Have these questions been asked previously?

The sexual behavior questions have been on the Healthy Youth Survey since 2010 and the sexual violence questions have been asked since 2014. A majority of schools have asked these questions, and, there have been no adverse reports from having administered these questions.

What about the Index that measures adverse experiences among students?

Only schools who administer the questions on sexual violence will receive results for the Washington HYS Adverse Childhood Experiences (WAH-ACEs) index because the index includes a question on sexual violence. This index was developed in 2021 in response to Washington Senate Bill 6191 and is based on extensive research led by the Centers for Disease Control and Prevention around adverse childhood experiences (ACEs). More than half of the students reported 1 or more ACEs. This index will give schools and districts a clearer picture of the negative experiences that their students are facing, and how they can better support them in the classroom, with special programming, and with other resources. This index can also help highlight the importance of protective factors like safe and stable relationships at home and at school.

Will sexual behavior increase if we ask about it?
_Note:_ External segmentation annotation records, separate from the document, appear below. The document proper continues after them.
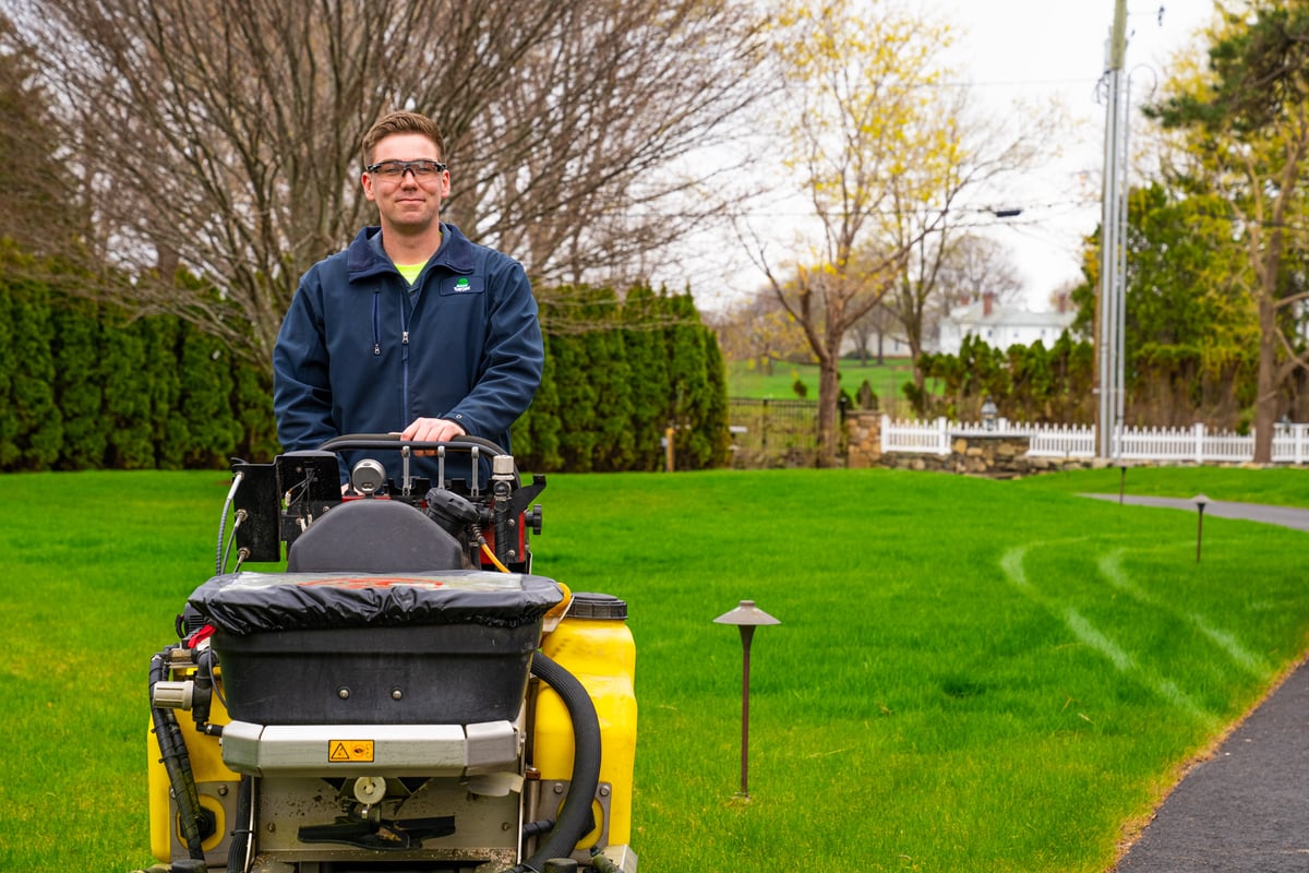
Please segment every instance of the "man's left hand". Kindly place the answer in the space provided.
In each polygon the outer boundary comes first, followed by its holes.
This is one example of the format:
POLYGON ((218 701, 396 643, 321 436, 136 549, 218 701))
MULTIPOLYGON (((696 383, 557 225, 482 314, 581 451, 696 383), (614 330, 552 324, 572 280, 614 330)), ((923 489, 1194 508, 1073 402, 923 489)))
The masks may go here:
MULTIPOLYGON (((462 425, 446 419, 414 419, 414 421, 401 432, 402 440, 415 442, 445 442, 458 436, 465 436, 467 431, 462 425)), ((418 452, 416 454, 433 454, 433 452, 418 452)))

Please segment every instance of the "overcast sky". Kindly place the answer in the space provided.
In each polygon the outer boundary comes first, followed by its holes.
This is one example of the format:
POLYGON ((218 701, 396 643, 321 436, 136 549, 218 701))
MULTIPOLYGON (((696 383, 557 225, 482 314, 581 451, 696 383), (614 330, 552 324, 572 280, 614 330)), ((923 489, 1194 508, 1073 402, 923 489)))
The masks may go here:
MULTIPOLYGON (((1024 215, 995 232, 1013 249, 1033 309, 1047 309, 1063 281, 1080 280, 1081 237, 1100 223, 1105 106, 1096 85, 1114 7, 1114 0, 919 0, 918 8, 936 10, 956 30, 952 54, 980 98, 1003 111, 1016 98, 1056 94, 1076 122, 1059 143, 1062 156, 1035 168, 1008 204, 1024 215)), ((1169 58, 1192 45, 1212 16, 1212 0, 1128 0, 1124 71, 1134 106, 1168 77, 1169 58)))
MULTIPOLYGON (((1098 102, 1097 82, 1106 67, 1115 0, 912 3, 915 12, 950 26, 954 39, 948 63, 994 111, 1014 111, 1014 101, 1042 103, 1058 97, 1072 120, 1050 154, 1007 192, 1007 202, 994 204, 1021 208, 1022 215, 997 221, 990 230, 1012 251, 1026 283, 1028 305, 1049 309, 1052 291, 1080 280, 1081 240, 1100 223, 1105 106, 1098 102)), ((1210 22, 1213 0, 1128 0, 1127 13, 1124 69, 1131 73, 1135 106, 1168 77, 1169 58, 1192 45, 1210 22)), ((1134 124, 1140 123, 1138 118, 1134 124)), ((763 211, 759 224, 778 228, 789 212, 805 213, 806 202, 779 192, 763 211)), ((692 283, 702 308, 721 306, 762 287, 762 274, 733 247, 740 243, 728 242, 717 251, 713 272, 724 274, 720 283, 704 281, 706 272, 692 283)))

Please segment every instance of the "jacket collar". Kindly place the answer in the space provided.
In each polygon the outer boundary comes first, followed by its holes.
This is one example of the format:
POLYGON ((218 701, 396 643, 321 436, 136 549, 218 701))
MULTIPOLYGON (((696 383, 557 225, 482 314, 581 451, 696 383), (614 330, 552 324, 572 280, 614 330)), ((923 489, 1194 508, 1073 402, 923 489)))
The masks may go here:
MULTIPOLYGON (((436 250, 428 267, 441 267, 449 272, 470 274, 474 267, 474 246, 453 224, 441 223, 441 247, 436 250)), ((351 281, 370 279, 384 272, 395 272, 395 266, 382 249, 382 229, 368 226, 355 236, 346 253, 346 274, 351 281)))

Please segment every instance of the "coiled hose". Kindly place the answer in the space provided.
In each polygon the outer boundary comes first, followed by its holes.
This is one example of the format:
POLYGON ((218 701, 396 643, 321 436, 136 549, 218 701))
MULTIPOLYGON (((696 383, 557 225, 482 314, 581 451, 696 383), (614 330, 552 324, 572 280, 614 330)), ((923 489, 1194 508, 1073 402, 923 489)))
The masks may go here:
POLYGON ((550 859, 572 855, 577 840, 593 827, 590 805, 600 787, 600 717, 586 688, 541 652, 531 656, 531 674, 554 688, 568 709, 573 728, 573 771, 550 839, 509 873, 541 873, 550 859))
POLYGON ((154 738, 160 745, 160 759, 168 771, 168 781, 177 802, 182 840, 191 860, 203 861, 202 843, 206 835, 200 832, 200 827, 204 813, 200 808, 200 793, 195 788, 195 775, 191 772, 191 757, 182 739, 182 730, 177 725, 177 716, 171 709, 153 705, 154 683, 162 682, 168 675, 168 654, 174 648, 177 647, 170 645, 151 658, 151 720, 154 724, 154 738))

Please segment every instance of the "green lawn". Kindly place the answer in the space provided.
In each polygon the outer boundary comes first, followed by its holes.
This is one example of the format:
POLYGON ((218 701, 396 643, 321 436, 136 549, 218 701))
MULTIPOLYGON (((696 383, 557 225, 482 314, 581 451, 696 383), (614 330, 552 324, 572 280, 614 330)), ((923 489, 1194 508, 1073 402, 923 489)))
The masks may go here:
MULTIPOLYGON (((1132 493, 1305 505, 1295 470, 1132 493)), ((147 662, 213 567, 226 478, 0 478, 0 869, 148 861, 147 662)), ((1118 471, 555 475, 535 571, 636 636, 641 869, 1103 873, 1306 648, 1304 533, 1119 507, 1118 471), (750 789, 741 647, 753 598, 750 789)))
MULTIPOLYGON (((746 398, 768 398, 774 401, 793 401, 796 394, 793 385, 796 380, 804 382, 808 389, 806 399, 818 399, 818 365, 817 364, 788 364, 778 361, 772 373, 766 373, 754 361, 728 361, 728 395, 746 398)), ((840 386, 853 397, 864 380, 872 385, 884 406, 893 399, 903 398, 901 387, 905 382, 912 381, 914 364, 910 359, 886 359, 882 366, 869 364, 860 365, 857 360, 843 360, 840 363, 840 386)))

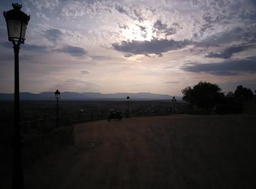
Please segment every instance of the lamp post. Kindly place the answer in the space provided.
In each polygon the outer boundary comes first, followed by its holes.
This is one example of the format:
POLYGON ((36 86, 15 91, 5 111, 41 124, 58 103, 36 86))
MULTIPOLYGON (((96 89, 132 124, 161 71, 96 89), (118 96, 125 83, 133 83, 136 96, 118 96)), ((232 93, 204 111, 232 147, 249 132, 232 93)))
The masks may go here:
POLYGON ((171 100, 171 102, 173 102, 173 113, 175 113, 175 102, 176 102, 176 98, 175 97, 173 97, 173 99, 171 100))
POLYGON ((21 135, 19 125, 19 45, 24 43, 26 30, 30 16, 21 11, 21 4, 12 3, 13 9, 3 12, 7 26, 8 38, 14 51, 14 133, 13 139, 13 169, 12 188, 24 188, 21 157, 21 135))
POLYGON ((130 101, 130 97, 129 96, 126 97, 127 100, 127 117, 129 118, 129 101, 130 101))
POLYGON ((60 98, 61 93, 60 92, 60 91, 58 91, 58 89, 57 89, 56 91, 55 91, 55 92, 54 93, 55 94, 55 98, 57 100, 56 127, 58 127, 58 99, 60 98))

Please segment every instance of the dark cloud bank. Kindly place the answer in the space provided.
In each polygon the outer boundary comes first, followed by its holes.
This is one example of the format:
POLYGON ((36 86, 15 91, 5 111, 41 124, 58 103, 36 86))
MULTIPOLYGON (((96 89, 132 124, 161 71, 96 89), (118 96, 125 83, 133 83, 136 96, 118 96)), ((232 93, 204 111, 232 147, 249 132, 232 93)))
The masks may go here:
POLYGON ((231 58, 234 53, 242 52, 247 50, 249 47, 253 46, 240 46, 237 47, 231 47, 224 49, 220 53, 213 53, 211 52, 205 57, 207 58, 219 58, 223 59, 228 59, 231 58))
POLYGON ((190 72, 206 72, 216 76, 229 76, 256 73, 256 56, 246 59, 230 59, 220 63, 194 63, 181 69, 190 72))
POLYGON ((62 48, 56 49, 54 51, 67 53, 73 57, 83 57, 87 54, 87 51, 83 48, 69 45, 64 46, 62 48))

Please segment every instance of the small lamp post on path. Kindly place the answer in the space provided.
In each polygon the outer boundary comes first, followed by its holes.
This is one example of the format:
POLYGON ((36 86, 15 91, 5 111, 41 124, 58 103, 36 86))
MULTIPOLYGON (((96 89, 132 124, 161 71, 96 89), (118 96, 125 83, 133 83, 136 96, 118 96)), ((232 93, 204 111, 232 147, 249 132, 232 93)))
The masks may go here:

Research shows that asking youth about sexual behavior does not increase this behavior. Additionally, if there were large-scale negative effects of Healthy Youth Survey questions on health-risk behaviors, in general, we would expect to see increases over time in behaviors that we have measured repeatedly, such as violence and substance use. We do not, however, see increases in these behaviors. 

Nationally, even though most states ask youth about sexual behavior, the percent of sexually active adolescents is dropping.

Please contact Washington State Department of Health at if you would like to discuss an exemption for your school.


Additional Information about the opt in for new gender question on the elementary survey. 

Every year on the HYS, students are asked the following question: What sex were you assigned at birth? Female or Male. 

For 2023, schools can select if they want to ask the new gender question for 6th graders (and 7th graders in small school districts) on their registration form. 

The new gender question is: 

What is your gender?

  • Boy
  • Girl
  • Something else fits better

The U.S. Department of Education emphasizes the importance of collecting high quality data on both sex and gender. Gender diverse youth are at increased risk of adverse experiences. Collecting both sex and gender on student surveys allows communities to better understand and meet the needs of all youth.